Median existing-home prices reached $208,900, finally clearing 2007's nominal peak after seven years. But the recovery's geographic distribution was uneven — coastal cities and the largest MSAs were back to peak prices, while many mid-sized Midwest and Sunbelt markets remained 20%+ below 2006 levels. Mortgage rates averaged 4.17%, up from 3.66% two years prior — the so-called taper tantrum.
Macroeconomic Context
The Federal Reserve's long-telegraphed tapering of its QE3 bond-buying program proceeded methodically through 2014, with the monthly purchase amount reduced by $10 billion at each meeting from January through October, when the program concluded entirely. Rather than disrupting markets the way the 2013 Taper Tantrum had, the actual tapering was largely absorbed without incident. Thirty-year mortgage rates, which had spiked to 4.5 percent in 2013, drifted back toward 4.0 percent during 2014 as demand for U.S. Treasuries from foreign buyers remained robust.
GDP grew approximately 2.5 percent for the year, and the labor market continued its steady healing: unemployment fell from 6.7 percent to 5.6 percent, the largest annual decline since the immediate post-recession bounce of 2010. Consumer price inflation was subdued at roughly 1.6 percent — persistently below the Fed's 2 percent target — partly because of a sharp decline in oil prices that accelerated in the second half of the year as OPEC refused to cut production in the face of rising U.S. shale output.
Geopolitically, Russia's annexation of Crimea in March and the subsequent conflict in eastern Ukraine triggered Western sanctions and ratcheted up geopolitical uncertainty. The rapid rise of ISIS in Iraq and Syria dominated national security discussions.
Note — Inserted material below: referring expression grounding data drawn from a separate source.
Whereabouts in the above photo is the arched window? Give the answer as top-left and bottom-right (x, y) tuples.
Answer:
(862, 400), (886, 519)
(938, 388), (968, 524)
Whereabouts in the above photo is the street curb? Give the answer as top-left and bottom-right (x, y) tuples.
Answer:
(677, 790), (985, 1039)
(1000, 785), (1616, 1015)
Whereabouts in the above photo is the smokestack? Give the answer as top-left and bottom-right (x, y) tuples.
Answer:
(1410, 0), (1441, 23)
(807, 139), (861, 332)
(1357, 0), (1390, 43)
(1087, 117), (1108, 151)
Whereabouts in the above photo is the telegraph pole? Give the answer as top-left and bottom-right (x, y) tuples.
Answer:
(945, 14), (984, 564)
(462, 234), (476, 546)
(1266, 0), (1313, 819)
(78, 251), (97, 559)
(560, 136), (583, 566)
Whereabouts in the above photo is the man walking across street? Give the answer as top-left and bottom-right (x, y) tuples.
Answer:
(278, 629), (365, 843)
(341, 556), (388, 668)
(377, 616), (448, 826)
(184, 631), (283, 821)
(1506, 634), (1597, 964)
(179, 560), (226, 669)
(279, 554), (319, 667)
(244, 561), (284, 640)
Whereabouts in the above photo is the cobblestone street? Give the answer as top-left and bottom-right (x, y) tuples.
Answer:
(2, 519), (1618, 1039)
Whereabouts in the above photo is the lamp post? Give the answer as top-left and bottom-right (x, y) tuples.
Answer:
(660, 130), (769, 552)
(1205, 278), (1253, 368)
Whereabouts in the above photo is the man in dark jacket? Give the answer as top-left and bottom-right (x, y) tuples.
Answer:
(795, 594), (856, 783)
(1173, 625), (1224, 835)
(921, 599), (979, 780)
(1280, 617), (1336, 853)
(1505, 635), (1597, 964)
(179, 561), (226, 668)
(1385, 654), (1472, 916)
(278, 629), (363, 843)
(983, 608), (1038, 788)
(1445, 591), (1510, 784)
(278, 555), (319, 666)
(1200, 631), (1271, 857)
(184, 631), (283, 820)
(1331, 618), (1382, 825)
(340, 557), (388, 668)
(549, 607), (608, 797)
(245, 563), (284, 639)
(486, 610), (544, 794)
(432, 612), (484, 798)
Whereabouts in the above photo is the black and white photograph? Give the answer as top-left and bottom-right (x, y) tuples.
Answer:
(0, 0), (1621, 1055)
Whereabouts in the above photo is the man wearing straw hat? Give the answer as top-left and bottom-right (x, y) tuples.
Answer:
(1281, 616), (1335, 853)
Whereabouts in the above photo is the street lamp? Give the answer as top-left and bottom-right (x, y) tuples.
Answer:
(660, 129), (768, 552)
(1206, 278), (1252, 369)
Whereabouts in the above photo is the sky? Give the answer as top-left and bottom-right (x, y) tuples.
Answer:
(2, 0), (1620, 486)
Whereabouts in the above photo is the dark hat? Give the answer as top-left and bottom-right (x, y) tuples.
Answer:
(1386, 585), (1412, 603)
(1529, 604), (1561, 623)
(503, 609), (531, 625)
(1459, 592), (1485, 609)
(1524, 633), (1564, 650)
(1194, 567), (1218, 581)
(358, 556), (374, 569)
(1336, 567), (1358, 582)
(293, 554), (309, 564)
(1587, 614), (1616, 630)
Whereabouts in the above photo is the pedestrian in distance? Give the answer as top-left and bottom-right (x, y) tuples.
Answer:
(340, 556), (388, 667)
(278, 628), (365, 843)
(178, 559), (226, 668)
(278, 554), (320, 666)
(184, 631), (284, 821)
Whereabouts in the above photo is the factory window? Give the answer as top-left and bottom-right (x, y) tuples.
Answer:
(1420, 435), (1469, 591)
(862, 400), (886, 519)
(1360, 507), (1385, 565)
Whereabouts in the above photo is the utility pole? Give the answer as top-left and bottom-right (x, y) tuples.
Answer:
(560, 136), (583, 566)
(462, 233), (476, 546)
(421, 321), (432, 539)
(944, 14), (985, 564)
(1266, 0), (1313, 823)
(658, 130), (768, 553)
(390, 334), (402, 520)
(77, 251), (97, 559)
For housing, 2014 was a year of disappointment relative to optimistic forecasts made in late 2013. Existing-home sales actually pulled back from 2013 levels, as the combination of rising prices, tight inventory, and the prior year's mortgage rate spike reduced affordability. The share of first-time buyers fell to its lowest level since the 1980s. The recovery was real but uneven — strongest for move-up buyers and investors, weakest for the first-time segment.